Cela fait maintenant une demi-heure que j'ai quitté le bureau de Mike. Je mange seule, comme à l'orphelinat, ce qui m'a mis de mauvaise humeur. Seule chose réconfortante : leur ragoût est bien meilleur que celui de l'orphelinat. Qui aurait cru que du ragoût pourrait être bon ? Cependant je ne mange qu'à peine. Je n'ai qu'une idée en tête, récupérer ma carte SD, ce qui risque de ne pas être possible tout de suite...

Un événement étrange me tire de mes pensées : le ciel que j'observais jusqu'alors par la baie vitrée sophistiquée vient de se noircir d'un coup. Puis de la pluie tombe. Plus étrange encore : cette pluie est d'un bleu électrique, et il y a aussi quelques gouttes d'un rouge pétant de temps en temps. Je regarde cet orage, à la fois émerveillée et intrigué. Après quelques minutes de contemplation fascinée, une voix venant de derrière moi m'interpelle :

« -Tu te demandes pourquoi cette pluie est bleue et parfois rouge, je me trompe ?

Je me retourne, surprise. Et là je vois un garçon d'une quinzaine d'années, cheveux courts et châtains, yeux noisette qui me jauge du regard. Je lui réponds, un peu gênée :

-Euh, oui, à vrai dire. Mais je trouve ça magnifique.

-On est d'accord. Mais il ne faut pas se fier aux apparences. Je peux m'asseoir ?

-Euh, oui, bien sûr.

Ce garçon étrange s'assied donc en face de moi. Pour une raison mystérieuse, je me sens gênée en sa présence.

-Je m'appelle John. John Marks. Et toi ?

-Sacha Lander. Tu es ici depuis combien de temps ?

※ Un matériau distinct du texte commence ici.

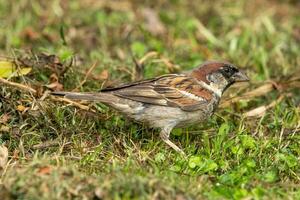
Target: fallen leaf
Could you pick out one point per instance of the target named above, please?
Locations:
(44, 170)
(4, 128)
(3, 156)
(153, 23)
(104, 75)
(21, 108)
(9, 69)
(4, 118)
(56, 86)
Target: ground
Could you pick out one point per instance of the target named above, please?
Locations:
(62, 150)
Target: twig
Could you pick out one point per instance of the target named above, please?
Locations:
(18, 85)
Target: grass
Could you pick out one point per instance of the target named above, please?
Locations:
(58, 151)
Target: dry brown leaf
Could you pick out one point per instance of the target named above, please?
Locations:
(44, 170)
(3, 156)
(4, 128)
(4, 118)
(103, 75)
(56, 86)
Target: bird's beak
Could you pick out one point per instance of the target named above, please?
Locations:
(240, 77)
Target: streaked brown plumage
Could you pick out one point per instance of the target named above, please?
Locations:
(171, 100)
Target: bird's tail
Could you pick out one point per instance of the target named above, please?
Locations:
(88, 96)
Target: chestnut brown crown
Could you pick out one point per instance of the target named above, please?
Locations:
(227, 70)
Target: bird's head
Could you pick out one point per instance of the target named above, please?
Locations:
(219, 75)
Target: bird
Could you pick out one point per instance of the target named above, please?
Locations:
(169, 101)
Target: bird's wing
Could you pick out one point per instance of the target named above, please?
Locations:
(169, 90)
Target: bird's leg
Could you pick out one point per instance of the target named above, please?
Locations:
(164, 134)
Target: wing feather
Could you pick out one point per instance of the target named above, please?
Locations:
(169, 90)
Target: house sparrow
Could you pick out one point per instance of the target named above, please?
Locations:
(169, 101)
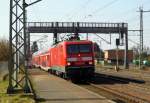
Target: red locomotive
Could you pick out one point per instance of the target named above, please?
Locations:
(68, 59)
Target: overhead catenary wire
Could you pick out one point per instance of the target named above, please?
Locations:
(76, 10)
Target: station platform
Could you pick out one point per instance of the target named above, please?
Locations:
(52, 89)
(131, 73)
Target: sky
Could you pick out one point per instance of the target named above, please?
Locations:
(84, 11)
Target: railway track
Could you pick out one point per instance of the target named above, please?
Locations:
(121, 90)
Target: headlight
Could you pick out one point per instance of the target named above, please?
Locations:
(90, 63)
(68, 63)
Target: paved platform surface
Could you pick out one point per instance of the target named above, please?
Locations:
(127, 73)
(52, 89)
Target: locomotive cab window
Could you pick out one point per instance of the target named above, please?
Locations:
(85, 48)
(80, 48)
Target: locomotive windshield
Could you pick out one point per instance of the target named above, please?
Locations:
(79, 48)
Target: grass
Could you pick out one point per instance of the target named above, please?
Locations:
(15, 98)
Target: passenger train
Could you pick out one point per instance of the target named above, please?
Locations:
(69, 59)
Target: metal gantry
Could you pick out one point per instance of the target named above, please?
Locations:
(17, 65)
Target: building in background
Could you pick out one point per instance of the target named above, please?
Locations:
(110, 56)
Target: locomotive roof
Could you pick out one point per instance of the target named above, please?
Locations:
(63, 42)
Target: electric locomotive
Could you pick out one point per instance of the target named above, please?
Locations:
(69, 59)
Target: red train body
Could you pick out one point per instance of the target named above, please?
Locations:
(71, 59)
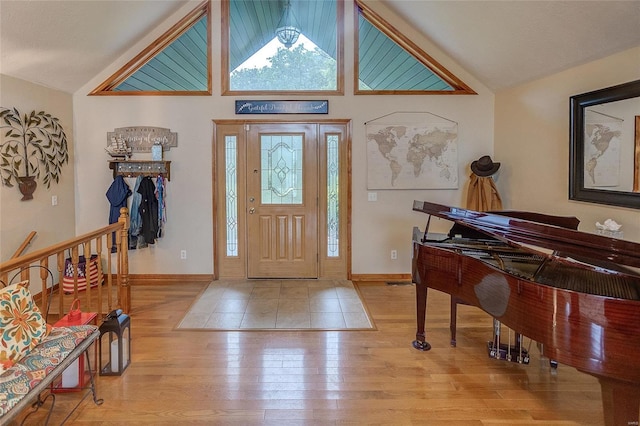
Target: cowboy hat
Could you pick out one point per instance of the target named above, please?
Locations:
(484, 166)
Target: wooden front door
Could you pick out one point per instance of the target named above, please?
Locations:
(282, 200)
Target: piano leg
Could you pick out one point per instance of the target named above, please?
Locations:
(620, 402)
(453, 320)
(421, 307)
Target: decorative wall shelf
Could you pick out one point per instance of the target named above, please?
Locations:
(135, 168)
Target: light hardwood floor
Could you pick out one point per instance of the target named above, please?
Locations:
(329, 378)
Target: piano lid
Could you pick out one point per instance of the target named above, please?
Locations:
(517, 231)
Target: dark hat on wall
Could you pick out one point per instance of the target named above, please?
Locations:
(484, 166)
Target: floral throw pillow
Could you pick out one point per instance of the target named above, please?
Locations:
(21, 324)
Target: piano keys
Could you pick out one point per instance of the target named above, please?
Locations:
(576, 293)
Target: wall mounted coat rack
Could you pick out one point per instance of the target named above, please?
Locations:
(135, 168)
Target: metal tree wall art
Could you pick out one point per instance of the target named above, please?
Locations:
(33, 146)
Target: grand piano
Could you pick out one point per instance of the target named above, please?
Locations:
(575, 293)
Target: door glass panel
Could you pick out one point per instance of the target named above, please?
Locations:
(282, 163)
(333, 199)
(231, 194)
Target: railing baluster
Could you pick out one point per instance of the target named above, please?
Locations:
(94, 241)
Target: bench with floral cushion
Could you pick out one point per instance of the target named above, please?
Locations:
(32, 353)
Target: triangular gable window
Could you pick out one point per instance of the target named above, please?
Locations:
(177, 63)
(387, 62)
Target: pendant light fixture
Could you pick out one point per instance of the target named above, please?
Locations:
(288, 29)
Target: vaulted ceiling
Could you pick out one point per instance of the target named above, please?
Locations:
(64, 43)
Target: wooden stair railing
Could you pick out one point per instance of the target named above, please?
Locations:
(111, 295)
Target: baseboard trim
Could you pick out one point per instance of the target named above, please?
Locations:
(156, 279)
(380, 277)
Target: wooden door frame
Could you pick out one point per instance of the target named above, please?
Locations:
(325, 266)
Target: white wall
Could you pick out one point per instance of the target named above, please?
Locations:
(532, 141)
(378, 226)
(18, 218)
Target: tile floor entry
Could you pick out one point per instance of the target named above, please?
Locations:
(278, 305)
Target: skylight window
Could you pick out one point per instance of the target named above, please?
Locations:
(256, 61)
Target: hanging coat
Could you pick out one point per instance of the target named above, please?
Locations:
(117, 195)
(162, 207)
(135, 222)
(483, 195)
(148, 210)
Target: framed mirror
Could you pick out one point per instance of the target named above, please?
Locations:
(604, 156)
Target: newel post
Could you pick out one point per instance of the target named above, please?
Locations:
(124, 291)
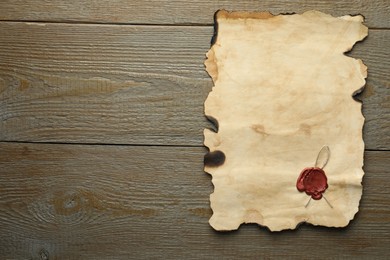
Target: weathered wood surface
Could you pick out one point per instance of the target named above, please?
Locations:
(180, 11)
(100, 202)
(133, 84)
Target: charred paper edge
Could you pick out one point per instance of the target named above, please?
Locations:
(211, 67)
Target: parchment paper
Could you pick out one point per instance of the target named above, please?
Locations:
(282, 90)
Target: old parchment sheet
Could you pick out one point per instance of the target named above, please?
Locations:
(282, 90)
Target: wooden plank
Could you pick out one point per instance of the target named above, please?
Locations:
(180, 11)
(97, 202)
(133, 84)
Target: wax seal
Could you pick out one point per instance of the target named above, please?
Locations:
(313, 180)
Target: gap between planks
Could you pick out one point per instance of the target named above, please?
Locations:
(135, 145)
(136, 24)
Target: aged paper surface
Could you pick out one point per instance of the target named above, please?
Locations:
(282, 90)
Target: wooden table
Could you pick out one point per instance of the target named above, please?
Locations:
(101, 120)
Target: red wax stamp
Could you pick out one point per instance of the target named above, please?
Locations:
(313, 181)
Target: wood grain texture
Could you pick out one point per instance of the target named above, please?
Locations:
(133, 84)
(121, 202)
(180, 11)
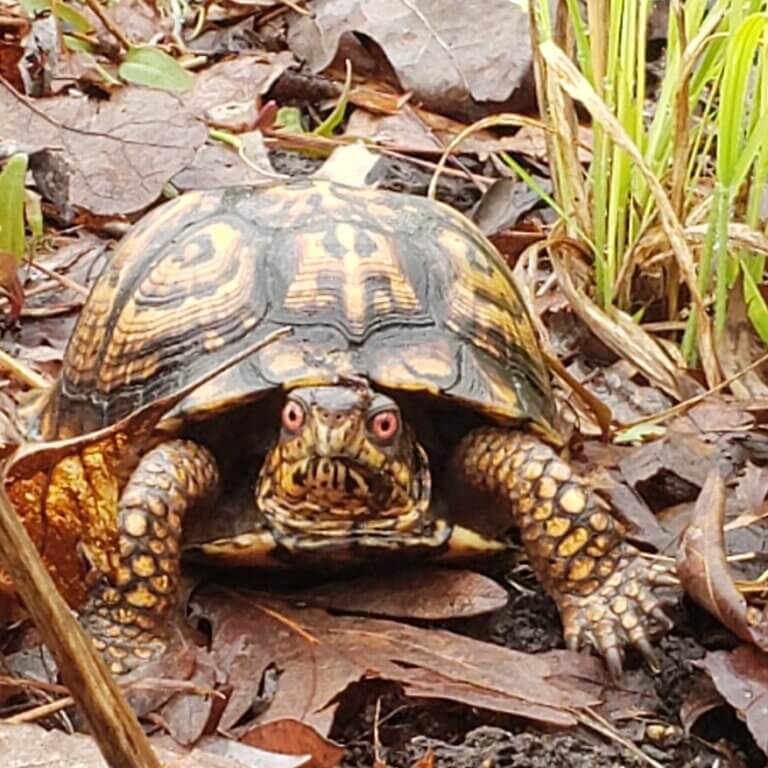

-Trois ans, pour être exact. Et toi, vu comment tu regardais cette pluie mortelle, je parierais plutôt dans... les trois jours ?

-Bien joué, je lui dis, ayant retrouvé ma bonne humeur. Mais attends, c'est moi ou tu as bien dit pluie mortelle ?

-Effectivement, j'ai bien dit pluie mortelle.

-Ah bon ? Et en quoi est-elle dangereuse ? Désolé, je suis nouvelle ici, j'ai encore beaucoup à apprendre et je n'ai pas encore d'amis, donc ça me fait du bien de parler à quelqu'un.

-J'avais remarqué, dit-il en souriant. Si cette pluie est mortelle, c'est parce qu'elle est essentiellement composée d'acide sulfurique. Les gouttes bleues, c'est de l'acide, et les gouttes rouges, du poison.

-Cette pluie a-t-elle toujours été là ou...

-Non, justement. C'est à cause du Prisme qu'il y a cette pluie. Il est de plus en plus instable. On t'a déjà parlé du Prisme ?

-Oui, je connais l'histoire. Ça me fait un peu penser à Star Wars, cette saga où il y a plein de combats spatiaux. Tu connais ?

-C'est un de mes films préférés. Non, rectification, c'est le meilleur. Et en plus, c'est le premier que j'ai vu.

-Ah bon ? Comme moi ! Au moins, on a un point commun...

-Mais je trouve quand même que le meilleur combat c'est celui du 1, contre Dark Maul.

-Mmh... Ouais, t'as en partie raison. Moi, je préfère celui de 3, avec Anakin contre Obi-Wan.

-Dans les deux cas, il y en a toujours un qui finit mal en point... »

Sa remarque me fait lâcher un éclat de rire, ce qui me fait me poser la question suivante : vu les moyens que Mike a dû employer pour me faire sourire, comment ce John Marks a-t-il pu me faire rire aussi facilement ? C'est un mystère. Pour dissiper le petit malaise qui s'était installé entre nous, je lui demande :

« -Tu es de quelle unité ?

-Unité Lézard, il me répond. Et toi ?

-Unité Snake. Je hais Rakk.

-Tu m'étonnes... Je ne l'aime pas non plus. Il est de mèche avec mon chef d'unité, Heirs, si tu veux mon avis.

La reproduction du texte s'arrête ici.